We spoke with community leaders, first responders, school teachers, and ordinary citizens to get their perspective. We also took a bus and helicopter tour of New Orleans and a helicopter tour of the Mississippi coast to get a better sense of the remaining challenges.
While in New Orleans, I made several announcements that are designed to cut through some of the red tape that for too long has stalled the completion of a number of important projects, including the reconstruction of two police stations and a fire station.
FEMA will provide replacement funding to rebuild these facilities, as well as an additional $12 million to repair a water treatment plant in St. Bernard parish. It will also provide significant funding to Benjamin Franklin High School, one of our nation’s best high schools that suffered significant damage from Katrina.

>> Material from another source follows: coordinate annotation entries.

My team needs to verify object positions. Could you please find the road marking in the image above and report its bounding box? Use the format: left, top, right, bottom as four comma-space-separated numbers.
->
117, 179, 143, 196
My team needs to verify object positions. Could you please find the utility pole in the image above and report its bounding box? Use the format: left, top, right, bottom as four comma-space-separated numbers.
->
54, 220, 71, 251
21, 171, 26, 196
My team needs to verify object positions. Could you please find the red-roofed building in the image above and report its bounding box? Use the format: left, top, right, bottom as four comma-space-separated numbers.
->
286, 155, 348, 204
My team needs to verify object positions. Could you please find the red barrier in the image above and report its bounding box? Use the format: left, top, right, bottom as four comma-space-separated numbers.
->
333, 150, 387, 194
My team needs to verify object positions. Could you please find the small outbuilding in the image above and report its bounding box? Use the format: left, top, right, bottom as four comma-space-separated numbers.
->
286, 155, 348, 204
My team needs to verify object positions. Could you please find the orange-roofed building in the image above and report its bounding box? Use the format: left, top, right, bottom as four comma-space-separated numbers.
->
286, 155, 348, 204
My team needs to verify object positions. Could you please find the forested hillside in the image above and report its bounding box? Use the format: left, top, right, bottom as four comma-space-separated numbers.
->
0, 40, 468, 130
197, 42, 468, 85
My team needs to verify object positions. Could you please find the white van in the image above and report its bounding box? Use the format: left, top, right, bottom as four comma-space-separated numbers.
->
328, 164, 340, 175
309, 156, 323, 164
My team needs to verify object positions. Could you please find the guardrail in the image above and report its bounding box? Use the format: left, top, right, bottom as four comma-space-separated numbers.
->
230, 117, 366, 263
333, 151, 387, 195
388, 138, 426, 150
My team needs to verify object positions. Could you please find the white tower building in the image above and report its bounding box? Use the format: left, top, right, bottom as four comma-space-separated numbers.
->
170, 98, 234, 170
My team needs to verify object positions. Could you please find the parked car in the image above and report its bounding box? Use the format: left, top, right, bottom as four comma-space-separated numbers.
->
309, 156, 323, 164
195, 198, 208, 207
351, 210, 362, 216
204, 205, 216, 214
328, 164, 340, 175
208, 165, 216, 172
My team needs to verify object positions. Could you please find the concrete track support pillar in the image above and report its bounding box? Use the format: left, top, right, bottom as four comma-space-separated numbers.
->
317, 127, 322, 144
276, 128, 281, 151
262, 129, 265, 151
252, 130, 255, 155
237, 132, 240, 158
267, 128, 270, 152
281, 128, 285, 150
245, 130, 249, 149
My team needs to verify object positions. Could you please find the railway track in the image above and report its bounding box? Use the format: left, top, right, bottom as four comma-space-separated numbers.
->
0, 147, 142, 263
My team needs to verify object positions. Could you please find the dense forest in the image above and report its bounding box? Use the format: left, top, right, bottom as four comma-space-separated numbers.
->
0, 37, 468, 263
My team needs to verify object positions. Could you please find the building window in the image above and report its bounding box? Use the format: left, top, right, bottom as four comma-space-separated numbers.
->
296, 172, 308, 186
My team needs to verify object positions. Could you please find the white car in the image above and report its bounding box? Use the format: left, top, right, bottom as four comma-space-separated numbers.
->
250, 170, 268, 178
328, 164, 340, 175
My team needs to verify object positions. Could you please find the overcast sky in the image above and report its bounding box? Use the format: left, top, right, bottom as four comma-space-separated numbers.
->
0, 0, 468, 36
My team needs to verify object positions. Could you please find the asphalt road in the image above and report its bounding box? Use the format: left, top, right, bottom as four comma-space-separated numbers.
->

To ensure that future public assistance requests aren’t bogged down in endless disputes and paperwork, I also announced the creation of two new teams consisting of FEMA and state representatives that will work together to expedite these requests and make decisions.
Finally, FEMA will be extending relocation assistance for people displaced by Katrina and Rita to help them find permanent housing solutions. And it has extended the deadline for hazard mitigation funding for Mississippi, which will give people more time to file their applications and ultimately build more resilient homes and communities.
All of these actions will help the people of the Gulf Coast continue their recovery. We stand with them, and we will continue to support them.